TRENTON — In private conversations, local fishermen all tell David Horner, a longtime Southwest Harbor lobsterman, the same thing: they’d be willing to fish fewer traps to get the whale advocates off their backs, but not if their sacrifices are going to be exploited by other fishermen.
If the state wants to cut the number of traps each fisherman can set to reduce the number of buoy lines in the water, and protect right whales from entanglements, Maine can’t keep letting new lobstermen into the fishery or allow people in other territories to fish here, Horner said.
“Behind the scenes, they all say exactly the same thing,” Horner, the chairman of the local lobster zone council, said at a state hearing on new right whale protection regulations. “Fishermen could accept (a trap cut), I think, but not if we are going to have more people coming in to fill the gap, especially those from outside.”
The Maine Department of Marine Resources kicked off a monthly series of public information sessions on the new whale rules Tuesday. More than 100 lobstermen from the local zone, which runs from Franklin to Frenchboro, turned out.
Carroll Staples, a third-generation Swans Island lobsterman, agreed with Horner, saying that any kind of concessions made by existing lobstermen to reduce the number of buoy lines in the water to protect whales will help only if the state actually caps the number of people in the fishery.
“Don’t see how you can drop everybody in this room … and continue to print licenses,” Staples said. “You would have to at the same time cap the amount of tags we have so there is never another vertical line set.

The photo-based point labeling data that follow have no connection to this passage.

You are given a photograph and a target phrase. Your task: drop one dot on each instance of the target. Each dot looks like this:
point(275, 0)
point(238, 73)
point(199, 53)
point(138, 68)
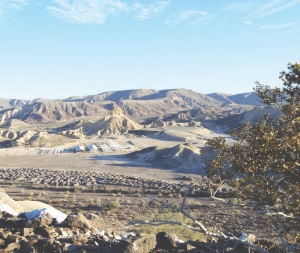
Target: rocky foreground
point(94, 180)
point(49, 230)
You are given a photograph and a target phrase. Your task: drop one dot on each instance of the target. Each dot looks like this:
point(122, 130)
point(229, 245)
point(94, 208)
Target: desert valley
point(104, 155)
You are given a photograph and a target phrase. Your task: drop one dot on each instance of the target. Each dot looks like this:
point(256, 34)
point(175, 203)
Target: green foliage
point(113, 204)
point(264, 162)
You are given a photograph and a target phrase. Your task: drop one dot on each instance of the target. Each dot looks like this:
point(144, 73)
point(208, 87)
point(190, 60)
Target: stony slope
point(114, 123)
point(252, 116)
point(180, 105)
point(169, 157)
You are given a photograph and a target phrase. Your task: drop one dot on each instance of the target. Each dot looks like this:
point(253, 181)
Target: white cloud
point(272, 7)
point(6, 5)
point(275, 26)
point(190, 15)
point(238, 7)
point(249, 23)
point(86, 11)
point(270, 26)
point(147, 11)
point(97, 11)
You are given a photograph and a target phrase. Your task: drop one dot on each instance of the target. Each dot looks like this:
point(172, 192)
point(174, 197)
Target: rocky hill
point(140, 105)
point(249, 98)
point(252, 116)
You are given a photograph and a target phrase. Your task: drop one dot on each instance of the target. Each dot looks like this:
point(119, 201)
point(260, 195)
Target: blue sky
point(60, 48)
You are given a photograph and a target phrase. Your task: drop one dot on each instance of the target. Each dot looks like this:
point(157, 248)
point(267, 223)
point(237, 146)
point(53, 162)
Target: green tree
point(263, 164)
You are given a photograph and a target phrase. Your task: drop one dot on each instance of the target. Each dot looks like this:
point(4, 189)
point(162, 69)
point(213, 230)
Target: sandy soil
point(62, 158)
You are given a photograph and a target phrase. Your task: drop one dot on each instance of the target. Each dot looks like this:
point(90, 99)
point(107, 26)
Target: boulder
point(77, 220)
point(12, 246)
point(165, 241)
point(43, 220)
point(140, 244)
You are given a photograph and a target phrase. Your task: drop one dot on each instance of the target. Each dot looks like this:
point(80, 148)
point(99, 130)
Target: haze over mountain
point(140, 105)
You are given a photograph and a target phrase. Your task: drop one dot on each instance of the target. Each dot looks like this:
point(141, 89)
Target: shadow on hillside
point(127, 162)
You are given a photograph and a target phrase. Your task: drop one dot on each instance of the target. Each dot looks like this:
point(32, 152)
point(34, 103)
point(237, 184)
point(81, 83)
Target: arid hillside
point(180, 105)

Or we’ll be right back here in 10 years with more vertical lines and split the pie up that much more.”
Many at Tuesday’s hearing remained resistant to the idea that the Maine lobster industry should have to give up anything at all to protect an endangered whale that few who have spent their lives working on the ocean have ever seen.
Signs protesting the federal mandate lined the road leading to the Trenton Elementary School, which hosted the meeting. “Save the whales, murder the fisherman,” read one pair. Another pair said: “Ship strikes kill whales, not Maine fisherman.”

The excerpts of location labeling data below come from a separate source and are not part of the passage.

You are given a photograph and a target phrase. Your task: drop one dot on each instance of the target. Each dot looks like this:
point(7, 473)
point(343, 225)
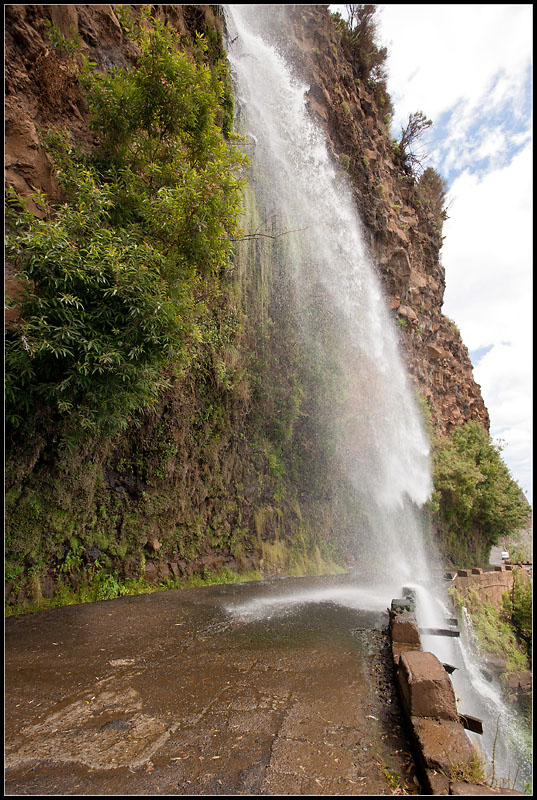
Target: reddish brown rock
point(425, 686)
point(404, 628)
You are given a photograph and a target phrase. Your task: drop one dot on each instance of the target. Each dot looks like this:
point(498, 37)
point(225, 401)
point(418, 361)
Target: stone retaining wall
point(443, 751)
point(492, 583)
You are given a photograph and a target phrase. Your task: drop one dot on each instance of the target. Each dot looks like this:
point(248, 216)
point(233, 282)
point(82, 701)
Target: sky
point(469, 68)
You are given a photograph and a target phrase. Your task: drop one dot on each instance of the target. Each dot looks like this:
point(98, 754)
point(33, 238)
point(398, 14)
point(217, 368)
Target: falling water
point(376, 426)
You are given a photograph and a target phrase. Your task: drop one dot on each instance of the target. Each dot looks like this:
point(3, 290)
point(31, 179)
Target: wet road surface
point(279, 687)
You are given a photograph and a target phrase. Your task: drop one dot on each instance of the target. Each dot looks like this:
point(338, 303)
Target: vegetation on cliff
point(160, 412)
point(475, 502)
point(116, 277)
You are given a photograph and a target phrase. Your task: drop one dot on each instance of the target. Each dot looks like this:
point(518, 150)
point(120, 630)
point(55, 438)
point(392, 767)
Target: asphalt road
point(280, 687)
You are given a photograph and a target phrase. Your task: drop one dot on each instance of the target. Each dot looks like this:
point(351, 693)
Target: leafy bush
point(475, 497)
point(518, 606)
point(113, 279)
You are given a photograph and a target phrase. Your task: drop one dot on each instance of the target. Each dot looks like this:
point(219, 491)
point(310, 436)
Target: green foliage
point(112, 280)
point(431, 193)
point(494, 632)
point(65, 45)
point(359, 33)
point(477, 500)
point(518, 607)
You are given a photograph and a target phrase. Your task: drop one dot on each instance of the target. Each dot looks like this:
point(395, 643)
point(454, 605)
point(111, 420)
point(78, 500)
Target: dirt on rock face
point(217, 690)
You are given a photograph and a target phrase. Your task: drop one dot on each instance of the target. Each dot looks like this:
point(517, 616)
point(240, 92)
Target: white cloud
point(467, 67)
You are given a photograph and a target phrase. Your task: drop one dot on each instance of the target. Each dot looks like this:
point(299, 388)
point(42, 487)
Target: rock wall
point(405, 236)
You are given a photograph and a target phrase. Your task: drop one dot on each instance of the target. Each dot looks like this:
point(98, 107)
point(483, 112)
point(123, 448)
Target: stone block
point(398, 648)
point(404, 628)
point(426, 688)
point(443, 745)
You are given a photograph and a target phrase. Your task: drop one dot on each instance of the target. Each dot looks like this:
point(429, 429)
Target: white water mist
point(377, 428)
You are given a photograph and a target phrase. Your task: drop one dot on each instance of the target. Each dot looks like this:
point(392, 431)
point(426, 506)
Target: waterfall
point(374, 423)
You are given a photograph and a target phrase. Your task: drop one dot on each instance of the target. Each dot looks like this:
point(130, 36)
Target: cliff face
point(210, 477)
point(41, 89)
point(405, 236)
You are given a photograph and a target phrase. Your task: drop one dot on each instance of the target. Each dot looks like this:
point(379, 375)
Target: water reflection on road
point(279, 687)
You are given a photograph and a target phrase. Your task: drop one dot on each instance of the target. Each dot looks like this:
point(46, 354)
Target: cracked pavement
point(216, 690)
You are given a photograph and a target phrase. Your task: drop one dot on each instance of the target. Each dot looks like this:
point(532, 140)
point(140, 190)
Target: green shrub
point(113, 279)
point(518, 607)
point(477, 500)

The Department of Marine Resources has until September to come up with a way that it can cut the number of buoy lines in the Gulf of Maine by 50 percent. Federal regulators say that’s what it will take to reduce the risk of fatal entanglement enough for the species to survive.
Scientists estimate only 411 right whales remain. The species has been on the brink of extinction before, most recently in 1992, when its population bottomed out at 295. It rebounded to about 500 in 2010, but low calving rates, ship strikes and fishing line entanglements have again sent its numbers tumbling.

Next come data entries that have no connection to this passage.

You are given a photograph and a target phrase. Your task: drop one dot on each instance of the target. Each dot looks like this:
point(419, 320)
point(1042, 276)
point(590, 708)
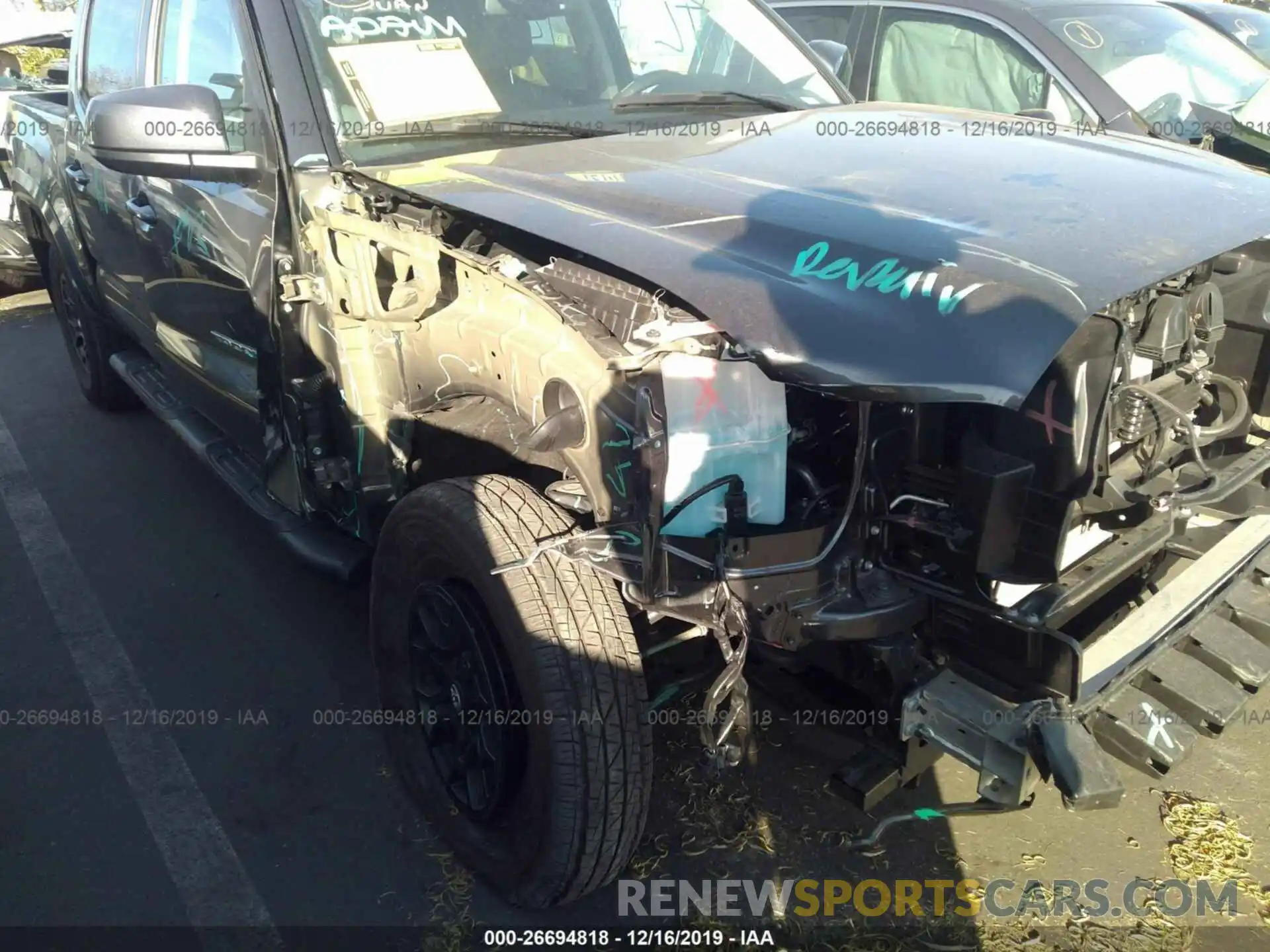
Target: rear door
point(111, 60)
point(206, 249)
point(967, 61)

But many in Maine’s $485 million lobster fishery worry it is the lobsterman who will face extinction if federal officials insist on such a deep cut in buoy lines, forcing the state to choose which kind of lobsterman will survive – small inshore operators or high-volume lobstermen who fish in deeper waters.
To reduce the number of vertical lines that could entangle a whale, the industry must decide if it would rather fish fewer traps overall, which could hurt bigger operators that rely on volume to meet their bottom line, or put more traps on each buoy line, which smaller operators say is dangerous for them.
At a meeting this month, Department of Marine Resources Commissioner Patrick Keliher said he thought Maine would have to submit a statewide plan to the National Marine Fisheries Service for approval, a sticking point in a state where every region tends to embrace its own method of fishing.
But on Tuesday, Keliher said he would consider proposing a plan that would allow individual fishing zones to come up with their own plans so long as they achieved the same reduction of buoy lines as the state plan, even though a localized plan might be harder to enforce, especially for those who fish on the edge of zones.